Économie

Algérie – Espagne : les « patrons espagnols ne sont pas contents »

Les relations entre l’Algérie et l’Espagne traversent une période de turbulences depuis la décision de Madrid en mars 2022 de s’aligner sur les thèses marocaines concernant le Sahara occidental.

En apportant le soutien de son pays au plan d’autonomie marocain, le chef du gouvernement espagnol, Pedro Sanchez, a suscité la colère de l’Algérie. Cette réaction s’est faite en deux temps.

D’abord le rappel de l’ambassadeur d’Algérie à Madrid le lendemain de l’annonce le 18 mars dernier du revirement historique espagnol sur la question du Sahara occidental. Ensuite, le gel du traité d’amitié et le commerce entre les deux pays le 8 juin 2022.

| Lire aussi : Les céramistes espagnols pleurent la perte du marché algérien

Depuis cette date, les relations commerciales entre les deux pays sont au point, à l’exception des livraisons de gaz à l’Espagne qui n’ont pas été touchées par les sanctions algériennes.

« C’est toujours le statu quo », affirme à TSA Djamel Eddine Bouabdallah, président de la Chambre de commerce algéro-espagnole. Rien n’a changé.

Après avoir accusé le coup au début de la crise, de nombreuses entreprises algériennes qui importaient d’Espagne des matières premières notamment ont pu changer de fournisseurs, dans d’autres pays.

Pour les entreprises espagnoles, la perte au marché algérien se chiffre en centaines de millions de dollars. L’Algérie était l’un des plus importants débouchés pour certains secteurs comme la céramique.

Algérie – Espagne : la crise risque de perdurer

Entre juin et novembre dernier, les exportations espagnoles vers l’Algérie se sont effondrées de 82,4 %, avec seulement 165,4 millions d’euros, contre 938 millions durant la même période de 2022, selon les chiffres du secrétaire d’État espagnol au Commerce.

Les entreprises de la région de Valence sont les plus durement touchées par les effets de la crise entre l’Algérie et l’Espagne et c’est dans cette région où la grogne des patrons ne cesse de monter contre Pedro Sanchez.

En plus de la perte du marché algérien, les entreprises espagnoles sont impactées par la hausse de la facture de l’énergie, en raison de la baisse des importations de gaz de l’Algérie.

Pour compenser les quantités de gaz qui ne viennent pas via le gazoduc Medgaz, l’Espagne a eu recours à l’importation du GNL des États-Unis qui coûte plus cher que le gaz algérien.

Si l’Algérie n’a pas coupé le robinet avec l’Espagne, elle a choisi l’Italie pour augmenter ses exportations de gaz, dans un contexte de fortes tensions sur cette énergie en Europe, à cause de la guerre en Ukraine.
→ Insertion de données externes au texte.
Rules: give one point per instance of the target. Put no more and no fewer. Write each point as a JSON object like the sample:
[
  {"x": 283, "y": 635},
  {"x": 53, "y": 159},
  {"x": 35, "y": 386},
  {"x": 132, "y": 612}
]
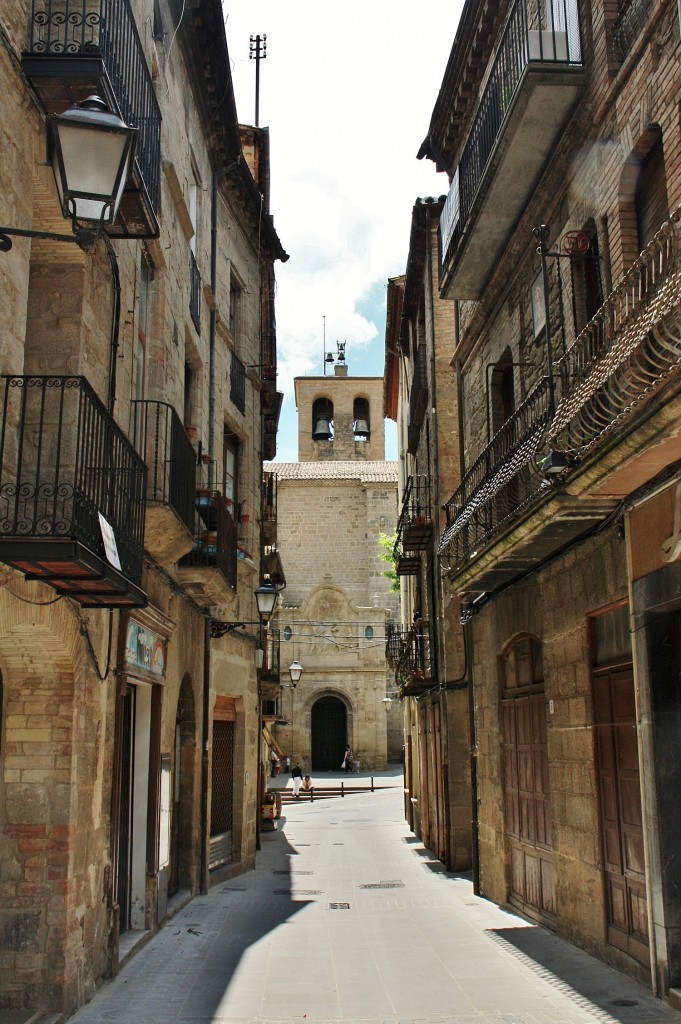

L’Union européenne qui a décidé de réduire sa dépendance vis-à-vis du gaz russe s’est tournée vers l’Algérie pour avoir plus de gaz.

« Les chefs d’entreprise espagnols savent que acheter plus de gaz d’Algérie va permettre aux industriels d’avoir une facture énergétique moins enlevée et donc des coûts de production moins élevés. La facture énergétique des industriels espagnols a été multipliée au moins par deux et les fabricants de céramique ont exprimé leur mécontentement. Les patrons espagnols ne sont pas contents de la situation de blocage des relations avec l’Algérie », explique le président de la Chambre de commerce algéro-espagnole.

Dans le collimateur des entreprises espagnoles, le chef du gouvernement Pedro Sanchez qui a choisi clairement le Maroc comme principal partenaire de son pays au Maghreb, dans un contexte défavorable marqué par la crise énergétique.

Les entreprises espagnoles se retrouvent impactées davantage par la hausse des coûts de l’énergie en raison de la baisse des importations de gaz d’Algérie, dont le prix est inférieur au GNL américain.

En Algérie, l’impact économique de la crise se fait ressentir, avec des effets limités. On parle de la hausse du prix du poussin dont une grande partie était importée d’Espagne et des problèmes que pourraient rencontrer des stations de dessalement gérées par des sociétés espagnoles.

Cette situation va durer encore plusieurs mois. Il n’y a aucun indice sur une reprise des relations entre l’Algérie et l’Espagne. Les contacts sont pratiquement rompus entre les deux capitales et Alger refuse toute médiation de Bruxelles dans la crise avec Madrid.